Market sentiment seems to be turning positive after Pfizer’s (PFE-US) CEO Albert Bourla said that a coronavirus vaccine could be distributed in the US before the year-end.

Also, we are seeing continued enthusiasm for the FED’s helicopter money program. The $2.2T Cares Act seems to becoming a done deal. We all know what the Fed money printing has done for markets. As much as it worries us, the policy can perpetuate the neartermed momentum of an overbought market. So there’s that, being in favor of the market holding its support levels.

And then, there’s the future…

Speaking of helicopter money and MMT (free money for everyone, employed or not – deficits be damned!): At ValueTrend, we are convinced that these policies will likely see a new world of higher inflation in the near future. I discussed some investment opportunities that might evolve in the face of that likelihood here.   David Chapman at Enriched Investing notes something interesting. David expresses a similar view to those of ValueTrend regarding the potential for inflation in the future: “Incomes are UP as we went into the recession – this has never happened. We are looking at a $5-$6T deficit range 2020-2021, 25% of GDP. Investors need to think about protecting their purchasing power, de-globalization and re-shoring supply chains…”.


So whats a po’ boy to do?

We continue to hold nearly 25% in cash coming into the election, while emphasizing value and higher dividend stocks with the majority of the portfolio. Along with those strategies, we are slowly moving into commodity based equities and international plays (such as the Emerging Markets) with an eye on inflation, deficits, the dollar(s), and other factors. While our stance on the value plays and cash are more neartermed, our view on the inflation hedging via commodities and International plays are looking out a bit further. We feel that both need to be addressed. As SuperTramp sang: “Take the long road home“. Such a great song.


Happy trading!


  • Interesting, Keith. But what would cause inflation? Money is broken. It’s free (low borrowing rate, no savings rate-savers be damned). The markets have inflated. But what else? Taxes? Healthcare?

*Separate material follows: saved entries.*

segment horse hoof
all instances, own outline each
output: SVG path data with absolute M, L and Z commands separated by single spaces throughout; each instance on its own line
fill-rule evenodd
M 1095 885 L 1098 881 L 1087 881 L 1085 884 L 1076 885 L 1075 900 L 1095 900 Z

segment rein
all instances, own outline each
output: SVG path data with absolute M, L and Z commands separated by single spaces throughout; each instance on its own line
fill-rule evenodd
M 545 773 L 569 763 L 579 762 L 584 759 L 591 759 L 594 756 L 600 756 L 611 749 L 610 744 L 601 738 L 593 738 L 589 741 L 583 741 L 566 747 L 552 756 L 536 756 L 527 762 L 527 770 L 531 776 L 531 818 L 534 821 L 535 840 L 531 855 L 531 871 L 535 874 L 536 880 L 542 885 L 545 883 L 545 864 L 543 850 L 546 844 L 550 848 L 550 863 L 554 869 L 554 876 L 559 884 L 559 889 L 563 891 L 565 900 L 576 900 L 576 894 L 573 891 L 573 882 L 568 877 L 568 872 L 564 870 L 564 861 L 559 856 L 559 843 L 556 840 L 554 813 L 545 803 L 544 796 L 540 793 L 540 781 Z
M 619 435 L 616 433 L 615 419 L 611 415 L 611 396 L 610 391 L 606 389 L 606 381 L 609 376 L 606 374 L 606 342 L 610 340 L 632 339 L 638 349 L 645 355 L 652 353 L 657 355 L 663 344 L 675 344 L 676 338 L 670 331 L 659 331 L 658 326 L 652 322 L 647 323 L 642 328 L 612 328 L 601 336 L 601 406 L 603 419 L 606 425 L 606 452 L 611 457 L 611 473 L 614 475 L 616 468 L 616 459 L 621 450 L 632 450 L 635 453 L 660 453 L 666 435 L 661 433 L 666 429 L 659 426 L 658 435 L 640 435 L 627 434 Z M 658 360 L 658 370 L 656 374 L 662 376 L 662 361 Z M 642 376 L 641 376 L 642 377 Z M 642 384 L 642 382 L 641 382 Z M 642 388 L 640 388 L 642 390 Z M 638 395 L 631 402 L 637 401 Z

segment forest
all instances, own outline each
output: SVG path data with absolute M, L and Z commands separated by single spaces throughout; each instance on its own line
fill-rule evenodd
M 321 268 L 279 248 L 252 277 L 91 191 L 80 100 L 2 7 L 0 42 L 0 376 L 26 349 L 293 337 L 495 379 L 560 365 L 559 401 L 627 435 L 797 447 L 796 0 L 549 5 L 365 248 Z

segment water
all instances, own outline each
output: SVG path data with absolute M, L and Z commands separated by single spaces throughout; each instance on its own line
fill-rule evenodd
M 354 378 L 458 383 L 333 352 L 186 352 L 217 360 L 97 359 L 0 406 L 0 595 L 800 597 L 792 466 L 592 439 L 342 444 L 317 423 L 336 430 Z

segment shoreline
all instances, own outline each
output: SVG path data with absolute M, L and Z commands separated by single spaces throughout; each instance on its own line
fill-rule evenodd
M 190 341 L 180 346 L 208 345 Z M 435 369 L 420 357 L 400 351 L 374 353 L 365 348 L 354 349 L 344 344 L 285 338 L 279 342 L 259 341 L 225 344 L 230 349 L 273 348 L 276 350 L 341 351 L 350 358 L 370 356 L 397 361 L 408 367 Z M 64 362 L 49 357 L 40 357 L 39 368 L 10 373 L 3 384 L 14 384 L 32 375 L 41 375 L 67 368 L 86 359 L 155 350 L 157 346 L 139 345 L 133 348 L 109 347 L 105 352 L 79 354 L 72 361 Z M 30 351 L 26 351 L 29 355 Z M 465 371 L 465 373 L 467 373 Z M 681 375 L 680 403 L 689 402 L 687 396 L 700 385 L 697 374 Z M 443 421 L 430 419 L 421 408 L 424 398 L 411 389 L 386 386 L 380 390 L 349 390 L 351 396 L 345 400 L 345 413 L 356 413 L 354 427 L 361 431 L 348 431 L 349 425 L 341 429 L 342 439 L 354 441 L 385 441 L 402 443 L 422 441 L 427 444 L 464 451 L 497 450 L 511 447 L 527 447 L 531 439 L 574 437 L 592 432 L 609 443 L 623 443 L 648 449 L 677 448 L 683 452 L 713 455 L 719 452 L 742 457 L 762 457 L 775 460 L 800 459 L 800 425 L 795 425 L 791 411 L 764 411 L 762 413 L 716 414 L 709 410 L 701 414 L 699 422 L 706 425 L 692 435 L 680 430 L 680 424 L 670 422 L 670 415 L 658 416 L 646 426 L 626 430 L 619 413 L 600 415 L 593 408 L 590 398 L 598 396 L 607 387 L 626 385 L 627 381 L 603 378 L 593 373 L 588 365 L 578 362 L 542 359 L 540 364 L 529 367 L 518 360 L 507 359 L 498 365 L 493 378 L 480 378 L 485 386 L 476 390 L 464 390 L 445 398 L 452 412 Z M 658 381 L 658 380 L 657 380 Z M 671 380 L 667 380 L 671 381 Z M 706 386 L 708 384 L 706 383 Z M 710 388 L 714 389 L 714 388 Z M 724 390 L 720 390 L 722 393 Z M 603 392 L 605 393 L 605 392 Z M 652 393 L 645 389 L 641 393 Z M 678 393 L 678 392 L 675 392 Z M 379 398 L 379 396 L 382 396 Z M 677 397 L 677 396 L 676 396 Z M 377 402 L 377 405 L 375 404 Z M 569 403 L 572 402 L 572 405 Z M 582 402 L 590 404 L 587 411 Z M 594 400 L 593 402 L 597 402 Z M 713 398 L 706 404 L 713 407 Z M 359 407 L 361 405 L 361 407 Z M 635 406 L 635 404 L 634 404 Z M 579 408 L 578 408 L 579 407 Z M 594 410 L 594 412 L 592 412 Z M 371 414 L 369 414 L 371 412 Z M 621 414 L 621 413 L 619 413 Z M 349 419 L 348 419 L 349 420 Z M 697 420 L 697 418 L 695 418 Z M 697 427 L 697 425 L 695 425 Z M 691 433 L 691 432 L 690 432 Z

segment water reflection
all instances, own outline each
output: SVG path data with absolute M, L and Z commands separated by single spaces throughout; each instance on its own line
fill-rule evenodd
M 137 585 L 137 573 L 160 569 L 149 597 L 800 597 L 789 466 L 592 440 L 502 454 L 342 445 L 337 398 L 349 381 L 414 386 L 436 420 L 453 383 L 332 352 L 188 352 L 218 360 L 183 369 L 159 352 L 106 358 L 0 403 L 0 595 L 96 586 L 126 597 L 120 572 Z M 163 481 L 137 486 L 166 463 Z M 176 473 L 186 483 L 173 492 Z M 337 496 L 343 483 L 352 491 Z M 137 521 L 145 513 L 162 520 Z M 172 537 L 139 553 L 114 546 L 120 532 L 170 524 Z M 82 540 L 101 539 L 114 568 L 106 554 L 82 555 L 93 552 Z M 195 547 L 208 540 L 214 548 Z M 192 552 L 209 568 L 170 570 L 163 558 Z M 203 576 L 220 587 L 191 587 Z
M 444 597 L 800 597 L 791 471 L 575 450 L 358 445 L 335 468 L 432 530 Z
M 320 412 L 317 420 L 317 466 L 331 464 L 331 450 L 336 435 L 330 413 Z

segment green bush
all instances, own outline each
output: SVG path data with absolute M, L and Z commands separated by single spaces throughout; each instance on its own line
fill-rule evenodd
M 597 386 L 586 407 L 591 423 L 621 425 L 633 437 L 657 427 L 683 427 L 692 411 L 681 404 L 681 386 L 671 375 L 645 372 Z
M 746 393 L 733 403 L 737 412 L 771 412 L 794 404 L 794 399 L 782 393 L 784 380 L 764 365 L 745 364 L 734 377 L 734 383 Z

    I fear bond losses (bankruptcy) and not inflation. What am I missing?

    • M2 money supply (free money for all!) is up in a beyond imaginable way. More money circulating means “supply” of money has increased, with “demand” for goods such as food lumber etc being the same. So eventually, the side with all of the supply (people with lots of money and cheap credit) chase and compete for the goods.
      Also–to your point, stock market gains create something called the wealth effect. – which is basically feeling more financially secure because your investment account holding a bunch of FAANGs is now $200,000 when it was only $100,000 3 years ago…with that nice fat investment account along with your RRSP (401K) also higher, you feel confident in buying the $70 bottle of wine or the better cut of steak or finishing the deck. Demand is up for lots of goods because of a feeling brought on by security in the present, and in the future—thank-you Mr. Trump for the business tax breaks, and the easy-money FED for making me and my wealth and future look so secure….
      Great example is real estate. Ask a new home buyer what they are expected to pay for a tiny semi-detached house virtually everywhere near a Canadian city (lets take Alberta out of this example…). Then look at what that same house/equivalent house sold for just 5 years ago. That’s called inflation. Lots of people with lots of cheap credit and now lots of money (via both MMT and stock market gains/”wealth effect”) chasing goods (housing) causing an increase in price.

  • Hi Keith:
    We are already seeing some potential inflation driving manifestations. Parts of the country report shortages of lumber and major increases in price of that lumber across the country. Preliminary but it is a start.